Proportional-integral-derivative (PID) control is the most common control algorithm
used in industry today. The popularity of PID controllers can be attributed to their effectiveness in a wide range of operating conditions, their functional simplicity and how easily engineers can implement them using current computer
technology. This article discusses PID control and practical implementations and provides a brief overview on how to tune PID controllers.
Why do engineers need control, and which types of control can they use? Engineers use control to either modify plant behavior to keep system output stable and improve response time (the time the plant takes to go from its current state to the state defined with the new input) or minimize the energy the plant uses to transition between states. To accomplish this, engineers can operate controllers themselves or use mechanical devices or PC or PC-related technology. Thanks to the development of computer-based systems, engineers can use PCs and appropriate hardware to interact with plants and read their output and input signals.

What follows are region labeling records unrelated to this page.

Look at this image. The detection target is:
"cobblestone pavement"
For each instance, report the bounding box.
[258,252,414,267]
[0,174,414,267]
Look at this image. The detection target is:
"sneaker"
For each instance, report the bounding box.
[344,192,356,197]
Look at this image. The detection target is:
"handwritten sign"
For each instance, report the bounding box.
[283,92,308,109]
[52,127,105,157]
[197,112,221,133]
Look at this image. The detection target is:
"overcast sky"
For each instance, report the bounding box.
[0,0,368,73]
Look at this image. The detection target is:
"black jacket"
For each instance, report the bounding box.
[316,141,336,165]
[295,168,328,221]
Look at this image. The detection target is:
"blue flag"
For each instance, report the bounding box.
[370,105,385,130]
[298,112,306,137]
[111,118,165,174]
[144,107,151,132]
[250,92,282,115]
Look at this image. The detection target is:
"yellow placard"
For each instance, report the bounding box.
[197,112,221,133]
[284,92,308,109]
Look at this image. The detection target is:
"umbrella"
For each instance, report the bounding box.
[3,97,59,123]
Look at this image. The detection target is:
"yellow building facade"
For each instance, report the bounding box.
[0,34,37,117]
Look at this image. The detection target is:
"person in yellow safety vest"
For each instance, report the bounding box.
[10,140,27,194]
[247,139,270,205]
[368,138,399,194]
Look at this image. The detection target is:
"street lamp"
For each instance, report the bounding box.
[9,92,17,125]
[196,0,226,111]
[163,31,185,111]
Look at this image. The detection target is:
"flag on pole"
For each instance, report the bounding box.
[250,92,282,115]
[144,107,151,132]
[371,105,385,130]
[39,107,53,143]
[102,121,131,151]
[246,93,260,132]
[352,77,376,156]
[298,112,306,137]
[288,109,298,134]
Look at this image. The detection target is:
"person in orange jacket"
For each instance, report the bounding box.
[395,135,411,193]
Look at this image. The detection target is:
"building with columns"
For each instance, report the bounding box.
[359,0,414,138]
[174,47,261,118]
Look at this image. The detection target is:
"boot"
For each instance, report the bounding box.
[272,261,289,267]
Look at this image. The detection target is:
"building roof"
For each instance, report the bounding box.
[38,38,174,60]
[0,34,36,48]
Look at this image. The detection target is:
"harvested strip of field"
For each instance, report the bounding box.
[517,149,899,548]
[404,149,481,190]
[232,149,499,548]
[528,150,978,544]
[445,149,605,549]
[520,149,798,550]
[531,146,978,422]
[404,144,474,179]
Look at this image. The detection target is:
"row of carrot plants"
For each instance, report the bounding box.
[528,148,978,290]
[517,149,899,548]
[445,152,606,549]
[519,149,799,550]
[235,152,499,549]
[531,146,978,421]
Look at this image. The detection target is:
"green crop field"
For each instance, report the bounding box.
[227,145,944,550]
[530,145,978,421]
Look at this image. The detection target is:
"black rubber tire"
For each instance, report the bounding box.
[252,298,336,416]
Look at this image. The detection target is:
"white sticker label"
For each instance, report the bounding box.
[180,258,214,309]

A plant is a physical process that must be controlled, meaning a PID controller needs to increase the stability or performance of the process. A tank with one input valve and a fixed output flow, where height level is regulated, is one example.
Other examples include a deposit where a chemical reaction takes place, and pH is maintained precisely, or a motor connected to a conveyor belt whose speed must be sustained.
All these systems share one common characteristic: they have one input that can be controlled to produce a desired change in the output signal.
Figure 1: All plant systems have one input that can be controlled to produce a desired change in the output signal.
A mathematical model can approximate how the plant behaves. A "black box" with one input and one output can represent this plant model. In the case of a DC motor connected to a conveyor belt, the input would be the voltage applied, and the output would be the speed at which it turns.
On a hydraulic system, the input would be how open the valve is, and the output would be the height on the tank. Finally, on a pH reactor plant, the input is the rate at which a chemical reactor is fed, and the output is the pH measured.
Figure 2. Open-loop systems such as this lack the information needed to change the value on the controller to correct error.
Open-loop systems lack the information needed to change the value on the controller to correct error. To do this, engineers must add feedback information, resulting in a closed-loop system.
Figure 3. A closed-loop system includes a feedback mechanism to correct error.